Thinking on it, isn't the Dark Heresy system set up where a +20% is essentially a static bonus anyway? From what I recall, it doesn't add 20% of your character's strength. It adds 20% to the target number on the d100 you have to roll under, no?

Mastikator
2014-08-14, 05:05 PM
I understand the concepts of "multiplier" in term of system input.

I dont understand it in term of "upper strenght limit"

An exoskeleton will be able to lift, say, a ton. It will not be able to lift more just because you can lift 100 kilos yourself. If you try to lift 1100 kilos with the exoskel, you will damage it, or at best just fail in your task.

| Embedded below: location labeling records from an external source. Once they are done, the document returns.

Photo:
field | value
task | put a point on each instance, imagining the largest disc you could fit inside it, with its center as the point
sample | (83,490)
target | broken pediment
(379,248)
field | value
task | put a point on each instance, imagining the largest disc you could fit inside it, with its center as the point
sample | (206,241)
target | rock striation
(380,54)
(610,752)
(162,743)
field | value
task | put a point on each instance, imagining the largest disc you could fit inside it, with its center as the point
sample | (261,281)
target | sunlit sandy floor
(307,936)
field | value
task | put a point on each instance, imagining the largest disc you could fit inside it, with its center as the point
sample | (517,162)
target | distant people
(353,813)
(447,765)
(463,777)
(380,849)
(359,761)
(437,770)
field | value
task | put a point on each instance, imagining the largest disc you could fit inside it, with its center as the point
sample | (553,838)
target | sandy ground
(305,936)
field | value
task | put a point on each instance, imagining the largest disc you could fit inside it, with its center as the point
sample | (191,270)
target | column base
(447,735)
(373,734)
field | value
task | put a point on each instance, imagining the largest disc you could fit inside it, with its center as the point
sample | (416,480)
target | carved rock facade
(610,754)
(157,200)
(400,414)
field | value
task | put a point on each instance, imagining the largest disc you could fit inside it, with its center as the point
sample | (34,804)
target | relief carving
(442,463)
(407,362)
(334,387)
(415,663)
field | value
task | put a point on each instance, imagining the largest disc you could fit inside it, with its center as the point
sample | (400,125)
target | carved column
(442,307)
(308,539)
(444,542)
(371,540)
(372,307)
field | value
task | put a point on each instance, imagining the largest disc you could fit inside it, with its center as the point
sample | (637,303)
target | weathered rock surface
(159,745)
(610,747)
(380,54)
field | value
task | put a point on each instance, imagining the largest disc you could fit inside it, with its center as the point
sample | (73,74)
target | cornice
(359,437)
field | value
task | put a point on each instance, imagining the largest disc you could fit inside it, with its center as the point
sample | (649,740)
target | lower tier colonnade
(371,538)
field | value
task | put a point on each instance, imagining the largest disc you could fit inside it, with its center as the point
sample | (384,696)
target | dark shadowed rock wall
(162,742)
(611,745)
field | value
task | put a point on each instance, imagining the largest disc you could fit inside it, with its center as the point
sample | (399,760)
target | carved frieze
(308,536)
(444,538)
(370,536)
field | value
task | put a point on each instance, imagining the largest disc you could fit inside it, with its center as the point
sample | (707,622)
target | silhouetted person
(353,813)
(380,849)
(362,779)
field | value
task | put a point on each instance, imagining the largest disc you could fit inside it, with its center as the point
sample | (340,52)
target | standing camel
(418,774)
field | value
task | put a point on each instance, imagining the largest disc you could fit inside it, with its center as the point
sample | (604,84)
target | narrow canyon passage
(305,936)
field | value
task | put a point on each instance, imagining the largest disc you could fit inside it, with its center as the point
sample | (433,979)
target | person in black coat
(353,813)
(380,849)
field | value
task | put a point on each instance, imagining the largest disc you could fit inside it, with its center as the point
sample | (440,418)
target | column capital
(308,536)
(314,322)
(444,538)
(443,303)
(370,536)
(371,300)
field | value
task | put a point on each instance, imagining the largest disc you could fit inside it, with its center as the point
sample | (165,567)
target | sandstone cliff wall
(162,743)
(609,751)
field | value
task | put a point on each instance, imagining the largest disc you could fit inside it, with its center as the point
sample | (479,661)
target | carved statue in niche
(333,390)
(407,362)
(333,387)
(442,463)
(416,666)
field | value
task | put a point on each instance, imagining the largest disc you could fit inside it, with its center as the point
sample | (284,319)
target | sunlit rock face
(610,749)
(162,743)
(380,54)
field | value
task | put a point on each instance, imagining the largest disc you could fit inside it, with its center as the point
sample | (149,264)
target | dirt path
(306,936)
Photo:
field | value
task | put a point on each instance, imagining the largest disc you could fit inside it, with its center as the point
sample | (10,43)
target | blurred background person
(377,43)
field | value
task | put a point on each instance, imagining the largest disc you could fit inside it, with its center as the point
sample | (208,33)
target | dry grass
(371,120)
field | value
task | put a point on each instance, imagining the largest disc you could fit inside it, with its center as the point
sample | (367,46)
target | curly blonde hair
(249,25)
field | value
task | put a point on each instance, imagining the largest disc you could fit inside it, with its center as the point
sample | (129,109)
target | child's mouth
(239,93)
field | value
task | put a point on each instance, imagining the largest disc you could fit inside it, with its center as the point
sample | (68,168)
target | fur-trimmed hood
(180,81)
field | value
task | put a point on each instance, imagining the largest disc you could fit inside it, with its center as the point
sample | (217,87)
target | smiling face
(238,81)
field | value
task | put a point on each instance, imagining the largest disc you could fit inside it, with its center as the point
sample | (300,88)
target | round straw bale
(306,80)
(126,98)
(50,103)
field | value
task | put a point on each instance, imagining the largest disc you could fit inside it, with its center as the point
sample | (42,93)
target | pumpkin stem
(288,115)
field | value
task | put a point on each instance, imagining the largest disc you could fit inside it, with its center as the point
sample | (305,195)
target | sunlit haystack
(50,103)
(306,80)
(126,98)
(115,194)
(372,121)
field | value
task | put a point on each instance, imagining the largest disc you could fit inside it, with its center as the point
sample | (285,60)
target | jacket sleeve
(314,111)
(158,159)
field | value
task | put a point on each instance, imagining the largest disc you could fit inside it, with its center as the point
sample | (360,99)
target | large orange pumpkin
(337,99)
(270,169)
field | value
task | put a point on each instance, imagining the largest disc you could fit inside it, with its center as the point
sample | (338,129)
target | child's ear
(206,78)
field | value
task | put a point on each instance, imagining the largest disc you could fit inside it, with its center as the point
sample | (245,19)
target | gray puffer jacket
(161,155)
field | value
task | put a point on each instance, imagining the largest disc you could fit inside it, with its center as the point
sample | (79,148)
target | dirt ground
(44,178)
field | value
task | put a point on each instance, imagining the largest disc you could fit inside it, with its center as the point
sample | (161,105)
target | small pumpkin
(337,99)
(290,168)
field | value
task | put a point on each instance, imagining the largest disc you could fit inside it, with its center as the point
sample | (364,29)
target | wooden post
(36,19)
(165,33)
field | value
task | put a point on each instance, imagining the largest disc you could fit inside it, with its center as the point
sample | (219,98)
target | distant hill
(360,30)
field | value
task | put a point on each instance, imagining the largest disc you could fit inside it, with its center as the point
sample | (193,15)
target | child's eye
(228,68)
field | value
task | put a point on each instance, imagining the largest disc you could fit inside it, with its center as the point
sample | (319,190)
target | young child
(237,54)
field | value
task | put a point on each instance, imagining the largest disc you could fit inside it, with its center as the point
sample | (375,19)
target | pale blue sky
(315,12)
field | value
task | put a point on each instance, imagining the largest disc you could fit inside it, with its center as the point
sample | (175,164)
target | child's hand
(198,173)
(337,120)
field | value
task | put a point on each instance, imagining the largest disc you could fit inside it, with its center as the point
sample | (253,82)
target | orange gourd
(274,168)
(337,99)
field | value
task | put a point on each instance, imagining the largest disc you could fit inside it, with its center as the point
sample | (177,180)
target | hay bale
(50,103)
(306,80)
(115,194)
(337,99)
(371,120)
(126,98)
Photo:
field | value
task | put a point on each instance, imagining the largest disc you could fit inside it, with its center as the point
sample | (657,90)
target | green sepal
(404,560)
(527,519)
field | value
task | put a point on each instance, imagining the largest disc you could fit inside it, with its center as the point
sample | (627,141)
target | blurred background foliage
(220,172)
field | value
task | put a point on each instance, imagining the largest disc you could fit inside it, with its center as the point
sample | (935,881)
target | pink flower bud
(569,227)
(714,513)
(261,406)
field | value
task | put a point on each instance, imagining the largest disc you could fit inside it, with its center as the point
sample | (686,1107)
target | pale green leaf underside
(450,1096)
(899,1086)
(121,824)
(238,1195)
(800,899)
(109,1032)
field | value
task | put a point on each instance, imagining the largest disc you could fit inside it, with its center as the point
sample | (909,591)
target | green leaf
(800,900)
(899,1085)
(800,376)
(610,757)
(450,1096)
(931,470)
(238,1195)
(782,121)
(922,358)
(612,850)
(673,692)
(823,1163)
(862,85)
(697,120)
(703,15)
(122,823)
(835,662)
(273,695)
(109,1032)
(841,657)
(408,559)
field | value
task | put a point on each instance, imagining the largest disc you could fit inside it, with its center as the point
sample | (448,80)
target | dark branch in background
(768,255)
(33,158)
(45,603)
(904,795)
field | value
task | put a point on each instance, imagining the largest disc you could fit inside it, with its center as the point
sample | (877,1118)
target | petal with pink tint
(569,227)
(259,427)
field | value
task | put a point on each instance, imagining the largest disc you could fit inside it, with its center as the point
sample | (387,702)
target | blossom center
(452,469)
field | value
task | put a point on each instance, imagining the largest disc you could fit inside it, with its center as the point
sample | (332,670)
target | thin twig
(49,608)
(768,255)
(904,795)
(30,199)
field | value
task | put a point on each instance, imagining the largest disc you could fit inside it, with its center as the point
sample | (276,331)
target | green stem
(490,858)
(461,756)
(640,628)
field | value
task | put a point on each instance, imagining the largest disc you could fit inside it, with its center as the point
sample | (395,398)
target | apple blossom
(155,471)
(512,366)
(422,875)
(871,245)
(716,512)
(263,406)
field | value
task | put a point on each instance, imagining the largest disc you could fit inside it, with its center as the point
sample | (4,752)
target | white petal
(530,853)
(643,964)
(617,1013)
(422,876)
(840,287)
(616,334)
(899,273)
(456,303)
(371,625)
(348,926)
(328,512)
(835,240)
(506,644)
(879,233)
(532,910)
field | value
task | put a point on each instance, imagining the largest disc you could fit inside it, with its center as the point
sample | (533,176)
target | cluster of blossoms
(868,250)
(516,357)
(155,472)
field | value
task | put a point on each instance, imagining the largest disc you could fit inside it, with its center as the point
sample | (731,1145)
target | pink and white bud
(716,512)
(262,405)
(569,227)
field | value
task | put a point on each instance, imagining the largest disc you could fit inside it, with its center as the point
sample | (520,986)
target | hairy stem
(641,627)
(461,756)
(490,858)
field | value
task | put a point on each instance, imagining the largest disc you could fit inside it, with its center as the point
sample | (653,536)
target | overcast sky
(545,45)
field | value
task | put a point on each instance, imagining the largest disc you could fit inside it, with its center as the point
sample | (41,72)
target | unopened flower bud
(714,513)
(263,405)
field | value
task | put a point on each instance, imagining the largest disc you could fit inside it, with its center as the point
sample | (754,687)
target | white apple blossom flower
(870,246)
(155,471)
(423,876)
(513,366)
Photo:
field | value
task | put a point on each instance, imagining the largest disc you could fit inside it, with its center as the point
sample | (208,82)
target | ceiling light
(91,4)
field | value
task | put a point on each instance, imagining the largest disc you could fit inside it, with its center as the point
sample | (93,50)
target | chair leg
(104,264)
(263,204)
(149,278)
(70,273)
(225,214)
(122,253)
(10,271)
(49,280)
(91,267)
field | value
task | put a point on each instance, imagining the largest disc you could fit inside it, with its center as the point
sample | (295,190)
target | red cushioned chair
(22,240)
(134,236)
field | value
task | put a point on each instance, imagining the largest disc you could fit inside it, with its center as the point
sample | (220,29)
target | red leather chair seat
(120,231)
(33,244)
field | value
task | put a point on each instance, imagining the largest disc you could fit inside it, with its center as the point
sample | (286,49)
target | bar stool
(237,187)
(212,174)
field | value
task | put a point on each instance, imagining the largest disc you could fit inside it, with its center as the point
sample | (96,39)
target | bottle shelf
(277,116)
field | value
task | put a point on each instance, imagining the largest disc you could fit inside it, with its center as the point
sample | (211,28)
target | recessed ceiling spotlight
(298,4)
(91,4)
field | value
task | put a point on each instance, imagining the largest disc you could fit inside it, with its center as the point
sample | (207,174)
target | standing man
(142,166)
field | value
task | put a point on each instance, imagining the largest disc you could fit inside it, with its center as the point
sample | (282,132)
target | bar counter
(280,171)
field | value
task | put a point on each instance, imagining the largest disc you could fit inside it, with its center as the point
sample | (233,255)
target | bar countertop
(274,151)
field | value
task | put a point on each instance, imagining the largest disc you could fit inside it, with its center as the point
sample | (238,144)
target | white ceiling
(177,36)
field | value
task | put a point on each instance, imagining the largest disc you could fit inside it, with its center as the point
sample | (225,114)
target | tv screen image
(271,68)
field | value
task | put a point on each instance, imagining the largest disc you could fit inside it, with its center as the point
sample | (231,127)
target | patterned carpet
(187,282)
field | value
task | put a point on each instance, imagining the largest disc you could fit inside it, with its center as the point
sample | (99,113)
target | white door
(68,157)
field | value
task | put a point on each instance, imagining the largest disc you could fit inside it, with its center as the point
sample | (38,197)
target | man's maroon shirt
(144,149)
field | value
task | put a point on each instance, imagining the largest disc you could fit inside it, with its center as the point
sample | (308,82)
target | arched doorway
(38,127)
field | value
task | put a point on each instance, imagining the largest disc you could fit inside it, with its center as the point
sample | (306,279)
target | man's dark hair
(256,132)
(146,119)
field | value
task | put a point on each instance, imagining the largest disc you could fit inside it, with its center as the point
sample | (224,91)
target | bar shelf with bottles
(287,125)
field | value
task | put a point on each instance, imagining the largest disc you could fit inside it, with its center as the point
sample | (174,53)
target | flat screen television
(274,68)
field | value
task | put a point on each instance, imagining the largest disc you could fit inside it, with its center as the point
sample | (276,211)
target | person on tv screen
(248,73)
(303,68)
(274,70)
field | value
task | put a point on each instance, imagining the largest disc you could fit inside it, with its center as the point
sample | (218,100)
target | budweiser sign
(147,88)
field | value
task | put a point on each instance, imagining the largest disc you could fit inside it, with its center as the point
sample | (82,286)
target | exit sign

You may try to add your strenght THROUGH the armor, but its more likely you will damage the internal sensors, who are not designed to withstand 100 kilo push.

Why would it do that?

If you use two arms you can lift more than if you use one arm, because the extra arm applies additional force, but it wouldn't damage your arms when you lift more than a single arm possibly could. If you use an exoskeleton suit that adds force to your movement then you could lift greater weights still, but it would only be damaged if you lift an item that weighs more than the exoskeleton can lift by its own force, then stop using your muscles when it is already up. I mean, it's like lifting a rock above your head and then letting it out.

...why would you do that?

Bulhakov
2014-08-15, 02:50 AM
Have you ever used an electric screw driver? It's a simple power tool with a fixed max torque, but for very tough screws (or if the battery is low) you can add some extra force by twisting the handle and/or with a second hand by gripping the screwdriver head.

I guess this means that if the max force exerted by the power armor is comparable to the pilot's, then the pilot's strength will count for a lot, if the power armor is extremely strong, then the pilot's strength doesn't count for a lot.